Margin Reduction from IGRT for Soft-Tissue Sarcoma: Secondary Analysis of RTOG 0630 Results

Purpose— On RTOG 0630, a study of IGRT for primary soft tissue sarcomas of the extremity, six imaging modalities were used. We analyzed all daily patient-repositioning data collected in this trial to determine the impact of daily IGRT on CTV-to-PTV margin. Methods and Materials— Daily repositioning data, including shifts in right-left (RL), superior-inferior (SI), anterior-posterior (AP) directions and rotations, for 98 patients enrolled in RTOG 0630 from 18 institutions were analyzed. Patients were repositioned daily based on bony anatomy using the pretreatment images, including KV-orthogonal images (KVorth), MV-orthogonal images, KV fan-beam CT, KV cone-beam, MV fan-beam CT (MVCT), and MV cone-Corresponding beam CT. Mean and standard deviations (SD) for each shift and rotation were calculated for each patient and for each IGRT modality. The t-tests and F-tests were performed to analyze the differences in the means and SDs. Necessary CTV-to-PTV margins were estimated. Results— The repositioning shifts and day-to-day variations were large and generally similar for the 6 imaging modalities. Of the two most commonly used modalities, MVCT and KVorth, there were no statistically significant differences in the shifts and rotations (p=0.15 and 0.59 for RL and SI shifts, respectively, and p=0.22 for rotation), except for shifts in AP direction (p=0.002).

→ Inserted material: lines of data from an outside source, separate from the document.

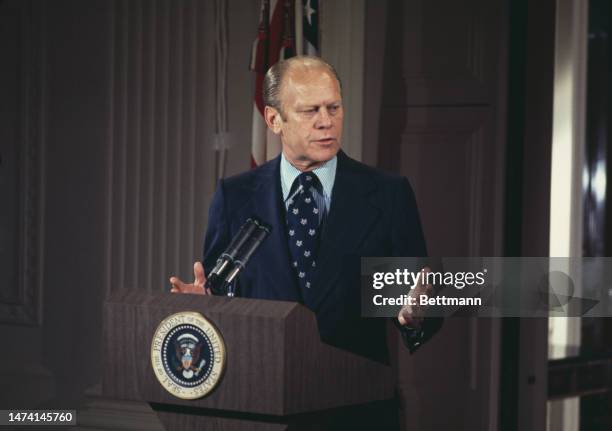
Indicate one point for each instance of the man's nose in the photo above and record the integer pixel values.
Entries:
(324, 119)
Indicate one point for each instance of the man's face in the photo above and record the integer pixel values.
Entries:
(311, 123)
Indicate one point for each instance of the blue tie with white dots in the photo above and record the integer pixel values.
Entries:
(303, 226)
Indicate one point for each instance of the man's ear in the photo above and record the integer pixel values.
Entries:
(273, 119)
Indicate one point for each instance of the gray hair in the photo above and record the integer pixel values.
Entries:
(274, 77)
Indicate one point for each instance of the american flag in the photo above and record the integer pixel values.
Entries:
(280, 20)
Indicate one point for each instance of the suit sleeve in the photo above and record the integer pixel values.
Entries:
(217, 232)
(409, 240)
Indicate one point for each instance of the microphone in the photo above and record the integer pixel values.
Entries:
(261, 233)
(226, 260)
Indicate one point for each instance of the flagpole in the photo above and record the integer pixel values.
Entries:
(299, 32)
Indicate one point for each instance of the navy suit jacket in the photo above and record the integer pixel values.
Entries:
(372, 214)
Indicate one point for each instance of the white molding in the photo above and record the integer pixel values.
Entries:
(566, 203)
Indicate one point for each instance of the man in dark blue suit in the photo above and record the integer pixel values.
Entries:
(352, 211)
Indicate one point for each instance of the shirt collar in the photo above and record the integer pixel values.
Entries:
(326, 174)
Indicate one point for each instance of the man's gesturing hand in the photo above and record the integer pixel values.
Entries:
(197, 287)
(413, 315)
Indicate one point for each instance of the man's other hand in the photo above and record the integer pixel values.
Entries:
(412, 315)
(197, 287)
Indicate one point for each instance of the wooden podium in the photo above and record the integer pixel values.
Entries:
(278, 374)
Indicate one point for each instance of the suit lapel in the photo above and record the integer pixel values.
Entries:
(350, 219)
(272, 259)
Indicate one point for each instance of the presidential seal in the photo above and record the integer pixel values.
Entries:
(188, 355)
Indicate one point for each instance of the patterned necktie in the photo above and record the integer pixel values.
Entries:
(303, 226)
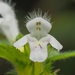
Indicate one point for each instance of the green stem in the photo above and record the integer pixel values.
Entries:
(37, 68)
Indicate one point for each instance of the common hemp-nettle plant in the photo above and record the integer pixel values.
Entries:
(8, 22)
(34, 53)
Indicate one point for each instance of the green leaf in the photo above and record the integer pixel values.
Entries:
(13, 55)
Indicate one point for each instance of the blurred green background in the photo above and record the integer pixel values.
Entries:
(63, 28)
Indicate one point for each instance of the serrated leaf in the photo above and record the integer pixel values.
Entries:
(13, 55)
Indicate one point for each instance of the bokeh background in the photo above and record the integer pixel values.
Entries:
(63, 28)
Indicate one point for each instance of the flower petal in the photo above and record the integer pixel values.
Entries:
(21, 42)
(38, 51)
(55, 43)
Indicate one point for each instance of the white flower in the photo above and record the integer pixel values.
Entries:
(8, 22)
(38, 38)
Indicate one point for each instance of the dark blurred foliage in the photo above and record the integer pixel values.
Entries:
(63, 22)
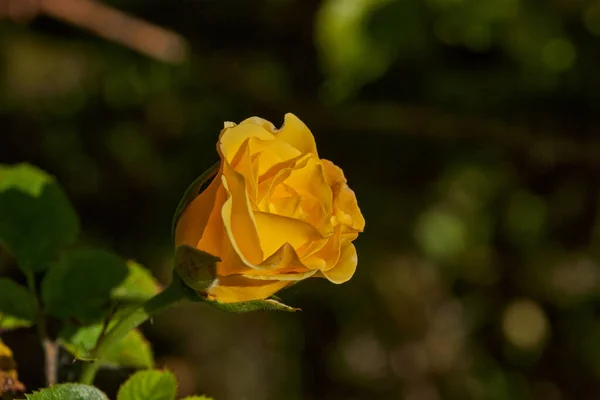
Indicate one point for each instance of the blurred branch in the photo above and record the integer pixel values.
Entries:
(104, 21)
(542, 139)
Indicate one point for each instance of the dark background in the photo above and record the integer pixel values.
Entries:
(467, 128)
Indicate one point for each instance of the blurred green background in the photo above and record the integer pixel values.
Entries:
(467, 128)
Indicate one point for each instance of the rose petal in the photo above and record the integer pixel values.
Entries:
(194, 219)
(242, 163)
(235, 288)
(296, 133)
(330, 253)
(346, 265)
(268, 153)
(284, 264)
(344, 200)
(231, 139)
(346, 208)
(276, 230)
(238, 218)
(214, 232)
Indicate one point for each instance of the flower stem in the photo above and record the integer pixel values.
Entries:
(49, 347)
(175, 292)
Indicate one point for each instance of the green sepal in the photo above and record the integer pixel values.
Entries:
(192, 192)
(70, 391)
(254, 305)
(197, 268)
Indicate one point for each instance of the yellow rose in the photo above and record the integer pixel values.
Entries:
(274, 214)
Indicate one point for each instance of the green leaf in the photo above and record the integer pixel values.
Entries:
(255, 305)
(132, 351)
(80, 285)
(7, 322)
(36, 217)
(196, 268)
(16, 303)
(149, 385)
(193, 191)
(68, 391)
(138, 287)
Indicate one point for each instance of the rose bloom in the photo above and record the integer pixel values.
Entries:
(274, 214)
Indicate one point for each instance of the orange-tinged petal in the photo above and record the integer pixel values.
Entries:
(330, 253)
(195, 217)
(235, 288)
(333, 173)
(242, 163)
(346, 208)
(310, 181)
(282, 265)
(231, 138)
(344, 200)
(296, 133)
(276, 230)
(214, 231)
(346, 265)
(269, 153)
(238, 218)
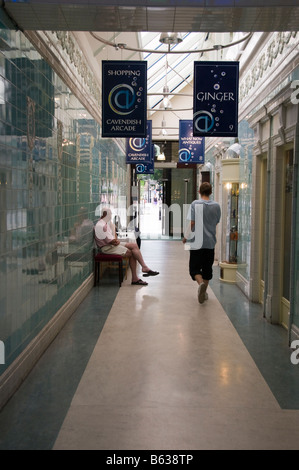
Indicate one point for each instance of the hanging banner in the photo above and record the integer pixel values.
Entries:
(139, 150)
(147, 168)
(191, 149)
(215, 102)
(124, 98)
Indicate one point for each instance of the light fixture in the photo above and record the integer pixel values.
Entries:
(165, 103)
(171, 38)
(163, 131)
(161, 157)
(233, 151)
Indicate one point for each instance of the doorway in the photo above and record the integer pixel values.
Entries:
(164, 201)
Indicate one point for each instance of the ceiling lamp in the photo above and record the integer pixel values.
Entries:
(171, 38)
(163, 131)
(161, 156)
(165, 103)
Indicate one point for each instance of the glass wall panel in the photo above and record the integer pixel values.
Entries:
(54, 172)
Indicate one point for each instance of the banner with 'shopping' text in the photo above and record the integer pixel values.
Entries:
(124, 98)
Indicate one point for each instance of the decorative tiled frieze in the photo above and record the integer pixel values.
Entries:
(277, 46)
(59, 48)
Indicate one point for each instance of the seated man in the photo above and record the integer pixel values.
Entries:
(106, 240)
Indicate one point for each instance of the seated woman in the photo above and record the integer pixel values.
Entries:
(106, 239)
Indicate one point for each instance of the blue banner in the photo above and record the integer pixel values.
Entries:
(124, 98)
(139, 150)
(215, 102)
(191, 149)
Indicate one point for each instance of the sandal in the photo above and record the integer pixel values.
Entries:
(150, 273)
(139, 283)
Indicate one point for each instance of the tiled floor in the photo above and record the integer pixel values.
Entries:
(160, 371)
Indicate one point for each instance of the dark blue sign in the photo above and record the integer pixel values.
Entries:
(191, 149)
(124, 96)
(146, 168)
(215, 102)
(139, 150)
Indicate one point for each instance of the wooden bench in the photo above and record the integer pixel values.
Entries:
(106, 258)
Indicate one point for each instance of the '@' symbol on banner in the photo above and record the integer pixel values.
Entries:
(137, 144)
(203, 121)
(184, 155)
(121, 99)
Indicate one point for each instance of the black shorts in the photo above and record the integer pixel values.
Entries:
(201, 262)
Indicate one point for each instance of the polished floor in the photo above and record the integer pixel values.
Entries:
(150, 368)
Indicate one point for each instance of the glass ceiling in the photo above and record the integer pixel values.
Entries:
(179, 66)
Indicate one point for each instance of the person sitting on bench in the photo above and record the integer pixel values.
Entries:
(106, 239)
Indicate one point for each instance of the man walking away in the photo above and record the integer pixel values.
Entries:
(203, 217)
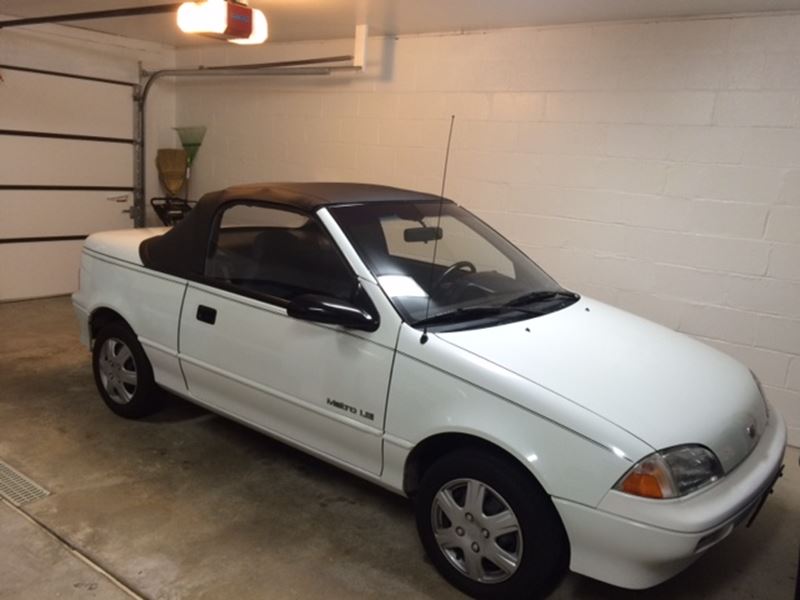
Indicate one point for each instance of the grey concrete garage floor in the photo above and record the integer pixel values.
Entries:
(189, 505)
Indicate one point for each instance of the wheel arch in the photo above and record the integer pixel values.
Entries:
(102, 316)
(425, 453)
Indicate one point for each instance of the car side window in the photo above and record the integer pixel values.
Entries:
(274, 252)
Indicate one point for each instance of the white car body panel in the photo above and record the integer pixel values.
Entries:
(666, 389)
(279, 373)
(576, 396)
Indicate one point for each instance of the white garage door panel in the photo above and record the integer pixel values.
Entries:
(35, 102)
(40, 161)
(41, 269)
(56, 213)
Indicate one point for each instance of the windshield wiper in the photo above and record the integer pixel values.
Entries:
(468, 312)
(539, 296)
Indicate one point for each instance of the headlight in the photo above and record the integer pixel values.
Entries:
(672, 473)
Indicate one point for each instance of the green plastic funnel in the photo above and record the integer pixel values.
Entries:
(191, 139)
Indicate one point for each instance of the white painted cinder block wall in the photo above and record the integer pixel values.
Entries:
(655, 166)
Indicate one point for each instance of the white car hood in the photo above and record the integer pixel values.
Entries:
(661, 386)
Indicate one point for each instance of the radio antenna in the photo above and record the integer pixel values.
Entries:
(424, 337)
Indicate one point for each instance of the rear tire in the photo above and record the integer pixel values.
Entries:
(489, 527)
(123, 374)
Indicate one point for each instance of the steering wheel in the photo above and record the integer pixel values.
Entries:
(458, 266)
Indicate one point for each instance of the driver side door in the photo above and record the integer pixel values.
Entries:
(320, 387)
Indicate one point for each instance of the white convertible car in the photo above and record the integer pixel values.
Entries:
(394, 334)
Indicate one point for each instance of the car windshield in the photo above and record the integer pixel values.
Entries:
(475, 277)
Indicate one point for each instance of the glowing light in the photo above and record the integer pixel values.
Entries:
(203, 17)
(228, 20)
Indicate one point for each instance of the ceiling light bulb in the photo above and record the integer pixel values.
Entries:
(203, 17)
(260, 30)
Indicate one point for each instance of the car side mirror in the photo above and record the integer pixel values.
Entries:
(333, 311)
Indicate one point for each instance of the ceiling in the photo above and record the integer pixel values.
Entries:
(292, 20)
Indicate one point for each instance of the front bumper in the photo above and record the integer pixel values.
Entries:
(638, 543)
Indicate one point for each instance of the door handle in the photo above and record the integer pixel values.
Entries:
(206, 314)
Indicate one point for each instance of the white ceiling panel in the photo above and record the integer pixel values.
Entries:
(292, 20)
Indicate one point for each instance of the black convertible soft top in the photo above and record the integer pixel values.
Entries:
(182, 250)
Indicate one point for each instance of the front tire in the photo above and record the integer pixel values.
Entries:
(489, 527)
(122, 373)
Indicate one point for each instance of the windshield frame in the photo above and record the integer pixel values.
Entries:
(383, 265)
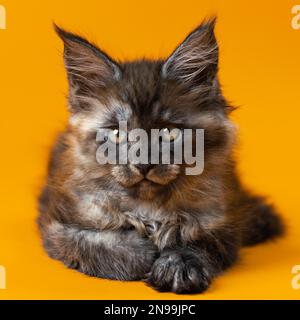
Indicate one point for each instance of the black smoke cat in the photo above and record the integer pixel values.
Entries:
(145, 221)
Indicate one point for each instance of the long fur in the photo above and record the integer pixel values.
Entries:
(175, 231)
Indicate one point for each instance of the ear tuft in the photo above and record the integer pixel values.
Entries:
(195, 60)
(88, 67)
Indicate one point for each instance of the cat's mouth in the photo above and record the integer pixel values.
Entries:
(155, 178)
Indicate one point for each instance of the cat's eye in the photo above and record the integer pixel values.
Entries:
(117, 136)
(170, 135)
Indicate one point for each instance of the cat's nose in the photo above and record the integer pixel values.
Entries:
(144, 168)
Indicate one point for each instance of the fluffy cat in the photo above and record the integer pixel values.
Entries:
(149, 222)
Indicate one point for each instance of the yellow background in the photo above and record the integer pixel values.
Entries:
(260, 67)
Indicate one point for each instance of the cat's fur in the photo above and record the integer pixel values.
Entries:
(175, 231)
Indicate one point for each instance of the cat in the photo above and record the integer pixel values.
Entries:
(149, 222)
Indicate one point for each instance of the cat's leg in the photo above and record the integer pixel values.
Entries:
(122, 255)
(260, 220)
(190, 268)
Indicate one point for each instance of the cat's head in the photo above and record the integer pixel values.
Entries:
(180, 92)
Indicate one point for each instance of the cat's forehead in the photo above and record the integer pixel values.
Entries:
(146, 95)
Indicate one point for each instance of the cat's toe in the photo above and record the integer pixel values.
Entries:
(179, 273)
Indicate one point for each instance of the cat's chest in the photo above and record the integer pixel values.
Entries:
(95, 207)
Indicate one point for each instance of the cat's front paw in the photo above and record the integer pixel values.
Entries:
(178, 272)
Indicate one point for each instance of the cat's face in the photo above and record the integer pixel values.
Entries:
(179, 93)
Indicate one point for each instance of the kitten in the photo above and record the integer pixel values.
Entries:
(149, 222)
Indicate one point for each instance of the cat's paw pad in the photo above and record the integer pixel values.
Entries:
(178, 272)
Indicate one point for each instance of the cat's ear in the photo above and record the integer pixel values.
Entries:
(195, 60)
(88, 67)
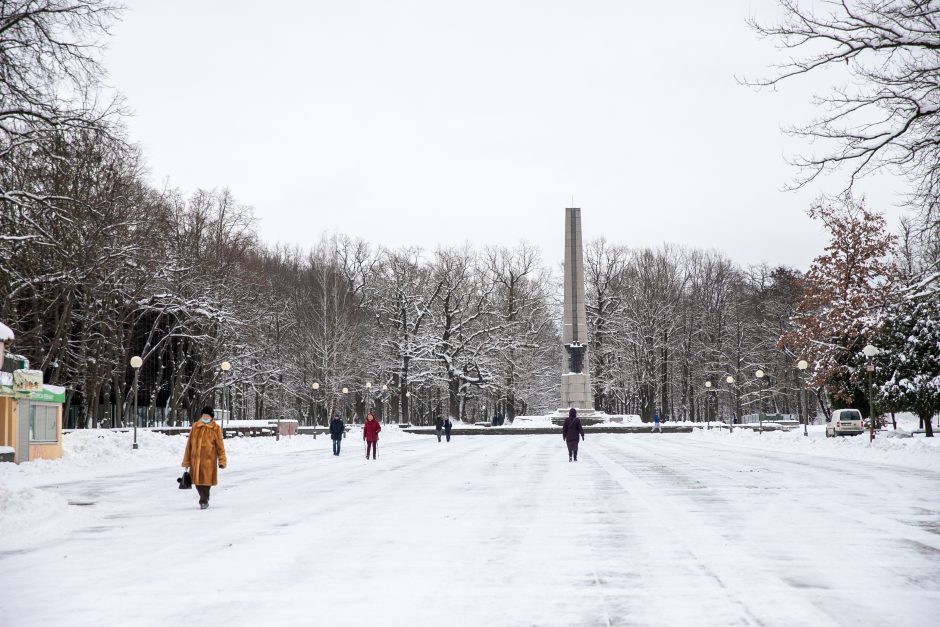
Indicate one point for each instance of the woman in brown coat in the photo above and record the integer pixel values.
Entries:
(205, 452)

The estimated CTV-to-PTV margins in RL, SI and AP directions would be 13.0, 10.4, and 11.7 mm from MVCT data, and 13.1, 8.6, and 10.8 mm from KVorth data, indicating that margins substantially larger than 5mm used with daily IGRT would be required in the absence of IGRT. Conclusion— The observed large daily repositioning errors as well as the large variations among institutions imply that the daily IGRT is necessary for this tumor site, particularly in multi-institutional trials. Otherwise, a CTV-to-PTV margin of 1.5 cm is required to account for daily setup variations.